If you’ve ever spent time around me, you’ve probably heard me gush about Airtable. It’s a database program with a clean, easy-to-use interface. The day I signed up, I was up and running in five minutes. I use it to organize everything from holiday card lists to city-wide events. It’s free to use (there are paid levels) and can be fully tailored to your needs with a variety of field types.
It’s ideal for tracking daily writing progress, reading lists, or staying on top of your works in progress. I’ve also seen it used as a way to hold story notes and storyboard ideas.
Airtable’s website (if you sign up using that link, I earn a $10 credit)
Trello is an organizing tool. Create kanban boards and move cards between them to easily keep track of a list of story ideas, works in progress, characters, scenes, settings–you get the idea. I’ve used it to hold a list of story ideas that I might want to work on at some point, and I move them between likelihood boards. Its collaborative features also make it an excellent choice for large-scale project management.
How you use Trello is completely up to you. It is free to use and there are apps for on-the-go use.

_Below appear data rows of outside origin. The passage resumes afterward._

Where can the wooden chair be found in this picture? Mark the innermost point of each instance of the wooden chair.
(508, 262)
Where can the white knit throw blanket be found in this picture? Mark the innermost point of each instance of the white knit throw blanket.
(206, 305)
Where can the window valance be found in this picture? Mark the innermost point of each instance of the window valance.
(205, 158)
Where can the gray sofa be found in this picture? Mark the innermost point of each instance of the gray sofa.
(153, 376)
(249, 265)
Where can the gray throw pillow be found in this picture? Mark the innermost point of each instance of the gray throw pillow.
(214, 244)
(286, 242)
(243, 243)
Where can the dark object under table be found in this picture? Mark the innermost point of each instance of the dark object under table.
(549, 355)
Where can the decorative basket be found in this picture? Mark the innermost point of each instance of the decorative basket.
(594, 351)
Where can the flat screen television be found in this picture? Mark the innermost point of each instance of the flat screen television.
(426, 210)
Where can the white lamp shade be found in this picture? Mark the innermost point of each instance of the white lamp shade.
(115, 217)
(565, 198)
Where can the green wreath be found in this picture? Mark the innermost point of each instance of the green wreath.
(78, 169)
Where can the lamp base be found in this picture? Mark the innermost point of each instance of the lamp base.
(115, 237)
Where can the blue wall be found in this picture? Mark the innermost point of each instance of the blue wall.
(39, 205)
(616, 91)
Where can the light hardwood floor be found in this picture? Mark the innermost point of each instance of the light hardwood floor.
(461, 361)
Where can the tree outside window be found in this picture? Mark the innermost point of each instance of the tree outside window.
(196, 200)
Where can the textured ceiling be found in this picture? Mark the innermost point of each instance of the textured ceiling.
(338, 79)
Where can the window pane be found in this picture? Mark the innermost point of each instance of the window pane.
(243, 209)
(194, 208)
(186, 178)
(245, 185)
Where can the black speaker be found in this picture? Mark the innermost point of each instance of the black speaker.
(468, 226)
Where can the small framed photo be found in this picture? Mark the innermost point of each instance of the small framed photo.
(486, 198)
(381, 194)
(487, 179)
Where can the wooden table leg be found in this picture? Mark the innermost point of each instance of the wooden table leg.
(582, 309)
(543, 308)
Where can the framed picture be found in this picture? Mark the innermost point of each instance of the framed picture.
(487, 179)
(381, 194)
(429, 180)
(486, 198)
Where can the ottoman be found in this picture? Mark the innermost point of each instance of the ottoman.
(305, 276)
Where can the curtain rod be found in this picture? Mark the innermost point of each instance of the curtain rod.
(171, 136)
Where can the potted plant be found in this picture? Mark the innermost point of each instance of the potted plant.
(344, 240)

Note: Airtable has kanban functionality, but I don’t find it to be nearly as robust or functional as Trello’s. If your needs are simple, though, it might be a good fit. Notion also has kanban views. Notion is so good, I broke up with Trello for writing purposes (though I still use it for work since nothing has beaten it for project management).
I adored Pinterest when it first came out — all of those recipes I would never make! Houses I would never own! I stopped visiting it after a while, but a few years ago, when I was working on an intimidating story, I needed to collect visuals to nudge me along. I’m a visual person, so I came up with the idea of creating a Pinterest board for that story.
Since then, I’ve made Pinterest boards for nearly every large project I’ve worked on. It’s an easy way for me to keep everything in one place, from links to research to inspirational photographs that remind me of a person or place in the story itself. You can even pin YouTube videos.
Pinterest is free to use, has a Chrome extension to easily add articles or photographs to your board, and also has mobile apps. If your manuscript’s content can’t be publicized (or you feel a little ehhh about pinning copyrighted material), you can create a secret board visible only to you.
Writers need to create graphics sometimes. Canva is graphic design software right in your browser. If you need to make a new Twitter banner or design a shareable graphic to promote your work, it’s a fantastic tool. I like it so much for personal use, I introduced it to my company. It saves time and doesn’t chain me to my desktop computer.
If you listen to your drafts, check out Natural Readers. Their Chrome extension works within Google Docs. Create a free account to access the pronunciation editor. The free voice selection isn’t exciting, but considering the service costs nothing, I don’t complain. And you can use the premium voices for up to 20 minutes per day.
Luke just smacked the computer. A fitting end to this post.